Ante este panorama, ¿qué puedes hacer tú? Ofrece al Señor tanta incomprensión, que probablemente experimentes aun con personas muy queridas –¡incluso en tu familia, entre tus compañeros!–. Habla con Él de las situaciones que te han hecho sonrojar o de aquellas otras donde no fuiste capaz de responder auténticamente: te dio miedo. Dile que quieres ser suyo, que quieres dar testimonio, que quieres ser valiente, que quieres ponerte siempre de su parte porque, además, conoces la promesa del Maestro: «quien se pone de mi parte delante de los hombres también yo me pondré de su parte delante de mi Padre del cielo».

3. Jesús nos advierte del peligro futuro –la persecución– pero no nos dice si se prolongará o no durante mucho tiempo, si será larga o corta. No nos dice: estad preparados, porque la persecución será dura, poco a poco os quitarán cosas: primero la fama, luego los bienes (y antes de nada el teléfono móvil touch screen que te acabas de comprar), más tarde os separarán de vuestra familia y finalmente os quitarán la vida. Esta persecución durará treinta y dos meses y tres días, pero luego seréis liberados de tal o cual manera...

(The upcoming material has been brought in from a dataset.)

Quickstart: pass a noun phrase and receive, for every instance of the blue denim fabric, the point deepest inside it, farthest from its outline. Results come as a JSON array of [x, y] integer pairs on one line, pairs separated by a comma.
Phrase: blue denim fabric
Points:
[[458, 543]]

El Señor no nos ha dicho nada de eso. Sin embargo, nos ha dado alguna pista para que sepamos a qué atenernos: «No es el siervo más que su amo. Si a mí me han perseguido, también a vosotros os perseguirán» (Jn 15, 20); y a Jesucristo le persiguieron hasta el final de su vida, causándole la muerte. Por eso, podemos pensar que nuestra persecución –en esas cosas pequeñas o en otras mayores– durará hasta el final de nuestras vidas. Y así, aunque las dificultades no pasen, no debemos perder la esperanza: «No es el siervo más que su amo».
Grandeza de alma para saber soportar con alegría y amor las dificultades. Son estos tiempos de crisis, y en ellos demostremos al resto de los hombres –como decía san Ignacio de Antioquía– que el cristianismo no es obra de persuasión, sino de grandeza de alma. La magnanimidad (magna-anima) de quien no espera tener algún día una casa grande –con piscina y jardín– y un Jeep para ir a esquiar, sino que tiene la inmensa y firme esperanza de alcanzar el Amor Supremo, un Amor que no envejece ni se acostumbra a amar, una felicidad que no pasa, una alegría mayor que la de descender fluidamente por una pista alpina que nunca termina... Demostrémoslo brillando con nuestra paciencia y buen humor. Convenzamos a los demás con la palabra de nuestra caridad. ¿O de veras crees que ha existido alguien en la historia más feliz y más alegre que María?

Fulgencio Espá, Con El, 4 de mayo
EVANGELIO
San Juan 15, 18-21
En aquel tiempo, dijo Jesús a sus discípulos:
—«Si el mundo os odia, sabed que me ha odiado a mí antes que a vosotros. Si fuerais del mundo, el mundo os amaría como cosa suya, pero como no sois del mundo, sino que yo os he escogido sacándoos del mundo, por eso el mundo os odia. Recordad lo que os dije: “No es el siervo más que su amo”. Si a mí me han perseguido, también a vosotros os perseguirán; si han guardado mi palabra, también guardarán la vuestra. Y todo eso lo harán con vosotros a causa de mi nombre, porque no conocen al que me envió».